In an action, inter alia, to recover damages for unfair competition and conversion of trade secrets, the defendant Weighpack Continental B.V. appeals from an order of the Supreme Court, Nassau County (Wager, J.), entered June 7, 1990, which, after a hearing, denied its motion to dismiss the complaint insofar as it is asserted against it for lack of personal jurisdiction.

Ordered that the order is affirmed, with costs.

The appellant, a seller of equipment used to manufacture fasteners, hired the plaintiffs as its exclusive sales representatives to develop a market for and sell its products in North America. Following the commencement of this action, the appellant moved to dismiss the complaint insofar as it is asserted against it for lack of personal jurisdiction. The Supreme Court denied the motion. We agree with the determination of the Supreme Court that the appellant had transacted business in New York and was thus subject to personal jurisdiction here.

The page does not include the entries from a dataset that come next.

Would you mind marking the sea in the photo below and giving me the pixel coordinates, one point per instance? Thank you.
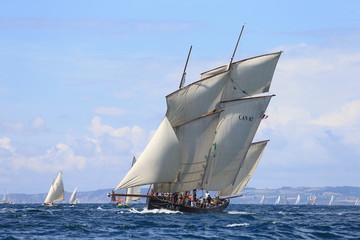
(238, 221)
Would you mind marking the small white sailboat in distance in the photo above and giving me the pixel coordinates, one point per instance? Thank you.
(262, 199)
(277, 202)
(73, 199)
(56, 191)
(5, 199)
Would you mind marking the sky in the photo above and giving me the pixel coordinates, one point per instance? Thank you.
(83, 85)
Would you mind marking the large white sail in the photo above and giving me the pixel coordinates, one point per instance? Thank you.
(252, 159)
(250, 77)
(132, 190)
(331, 200)
(195, 139)
(56, 191)
(234, 134)
(195, 99)
(73, 199)
(245, 78)
(277, 202)
(262, 200)
(159, 163)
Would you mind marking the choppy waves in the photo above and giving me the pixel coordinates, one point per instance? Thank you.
(104, 221)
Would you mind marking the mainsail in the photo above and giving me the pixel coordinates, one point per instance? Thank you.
(56, 191)
(205, 138)
(73, 199)
(133, 190)
(252, 159)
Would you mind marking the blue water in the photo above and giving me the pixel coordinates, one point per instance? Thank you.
(104, 221)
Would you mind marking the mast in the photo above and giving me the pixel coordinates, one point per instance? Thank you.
(237, 43)
(182, 82)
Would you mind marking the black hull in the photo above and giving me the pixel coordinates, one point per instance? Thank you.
(155, 203)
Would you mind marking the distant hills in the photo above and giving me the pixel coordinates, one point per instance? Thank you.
(342, 195)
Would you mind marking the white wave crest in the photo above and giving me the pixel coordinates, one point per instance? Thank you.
(238, 225)
(238, 212)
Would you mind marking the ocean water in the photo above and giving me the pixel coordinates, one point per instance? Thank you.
(238, 221)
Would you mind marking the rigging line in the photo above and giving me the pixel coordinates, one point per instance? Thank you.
(236, 86)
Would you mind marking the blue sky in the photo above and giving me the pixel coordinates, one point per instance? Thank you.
(83, 85)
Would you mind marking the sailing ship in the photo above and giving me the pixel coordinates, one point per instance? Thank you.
(5, 199)
(204, 141)
(262, 200)
(73, 199)
(277, 202)
(56, 191)
(132, 195)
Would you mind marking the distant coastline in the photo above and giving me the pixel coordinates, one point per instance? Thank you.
(343, 195)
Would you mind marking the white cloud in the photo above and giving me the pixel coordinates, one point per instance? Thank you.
(347, 115)
(5, 144)
(118, 138)
(114, 111)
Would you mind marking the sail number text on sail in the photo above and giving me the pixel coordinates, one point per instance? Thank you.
(245, 118)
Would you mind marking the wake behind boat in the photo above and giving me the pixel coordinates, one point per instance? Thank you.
(205, 139)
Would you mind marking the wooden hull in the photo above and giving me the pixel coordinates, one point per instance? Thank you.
(156, 203)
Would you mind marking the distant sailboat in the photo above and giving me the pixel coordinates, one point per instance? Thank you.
(73, 199)
(331, 200)
(262, 199)
(133, 194)
(277, 202)
(56, 191)
(312, 200)
(5, 199)
(132, 190)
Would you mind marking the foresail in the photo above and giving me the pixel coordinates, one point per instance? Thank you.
(237, 126)
(133, 190)
(195, 139)
(250, 76)
(252, 159)
(158, 163)
(195, 99)
(73, 196)
(56, 191)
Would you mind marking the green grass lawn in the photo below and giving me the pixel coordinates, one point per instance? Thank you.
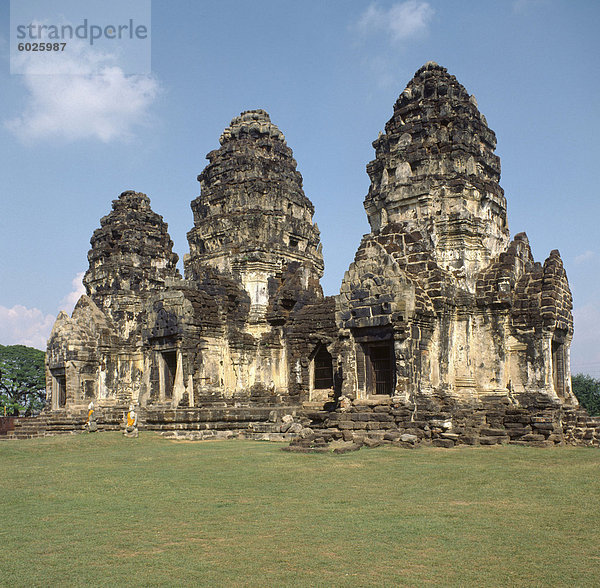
(101, 510)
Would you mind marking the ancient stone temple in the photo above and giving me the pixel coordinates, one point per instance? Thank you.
(445, 330)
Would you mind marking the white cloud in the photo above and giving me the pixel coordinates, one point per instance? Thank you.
(585, 350)
(585, 256)
(89, 98)
(20, 325)
(25, 326)
(70, 300)
(401, 21)
(524, 6)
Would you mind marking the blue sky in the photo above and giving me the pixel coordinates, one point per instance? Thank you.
(328, 73)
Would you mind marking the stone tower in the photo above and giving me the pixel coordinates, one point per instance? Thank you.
(131, 256)
(438, 303)
(435, 170)
(252, 220)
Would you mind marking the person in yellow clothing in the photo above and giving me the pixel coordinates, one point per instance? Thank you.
(131, 423)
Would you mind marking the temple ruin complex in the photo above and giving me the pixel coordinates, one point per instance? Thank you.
(445, 330)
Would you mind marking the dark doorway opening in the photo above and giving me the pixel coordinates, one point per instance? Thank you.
(170, 370)
(558, 368)
(323, 369)
(380, 368)
(60, 380)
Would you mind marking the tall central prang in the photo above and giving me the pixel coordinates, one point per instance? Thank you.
(252, 219)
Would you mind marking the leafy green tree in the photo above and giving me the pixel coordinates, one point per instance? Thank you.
(587, 390)
(22, 379)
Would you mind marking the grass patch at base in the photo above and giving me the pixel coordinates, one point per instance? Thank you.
(103, 510)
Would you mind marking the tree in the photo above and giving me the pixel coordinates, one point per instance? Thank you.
(587, 390)
(22, 379)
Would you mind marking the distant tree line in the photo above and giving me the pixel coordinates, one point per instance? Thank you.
(587, 390)
(22, 380)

CPLR 302 (a) (1) states that "a court may exercise personal jurisdiction over any non-domiciliary * * * who in person or through an agent: (1) transacts any business within the state”. "So long as a party avails itself of the benefits of the forum, has sufficient minimum contacts with it, and should reason*504ably expect to defend its actions there, due process is not offended if that party is subjected to jurisdiction even if not 'present’ in that State (see, McGee v International Life Ins. Co., 355 US 220, 222-223; see also, Burger King Corp. v Rudzewicz, 471 US 462; World-Wide Volkswagen Corp. v Woodson, 444 US 286, 292; International Shoe Co. v Washington, 326 US 310)” (Kreutter v McFadden Oil Corp., 71 NY2d 460, 466).

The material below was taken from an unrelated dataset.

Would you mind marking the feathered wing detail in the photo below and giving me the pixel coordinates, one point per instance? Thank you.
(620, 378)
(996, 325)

"The activities of a representative of a nondomicilliary in New York may be attributed to it * * * if it requested the performance of those activities and the activities benefit it, regardless of whether the representative acted as an agent or independent contractor” (Lupton Assocs. v Northeast Plastics, 105 AD2d 3, 7). The critical factor is the degree of control the defendant principal exercises over the agent (Lupton Assocs. v Northeast Plastics, supra). Here, the appellant requested that the plaintiffs solicit sales of its equipment in North America by virtue of their agency agreement, and the hearing testimony indicated that the plaintiffs did in fact solicit business in New York on behalf of the appellant. Moreover, the hearing testimony established that the appellant exercised control over the plaintiffs by retaining the right to accept or reject any sales of its equipment made by the plaintiffs. The plaintiffs’ New York activities could thus be attributed to the appellant for jurisdictional purposes because the appellant requested performance of those activities and the activities were for its benefit (see, Lupton Assocs. v Northeast Plastics, supra).

We note that the court erred by finding that there was long-arm jurisdiction over the appellant under CPLR 302 (a) (3), as there was no evidence that the appellant committed a tortious act outside New York which caused injury to the plaintiffs in New York.

We have considered the appellant’s remaining contentions and find that they are without merit. Lawrence, J. P., Miller, O’Brien and Pizzuto, JJ., concur.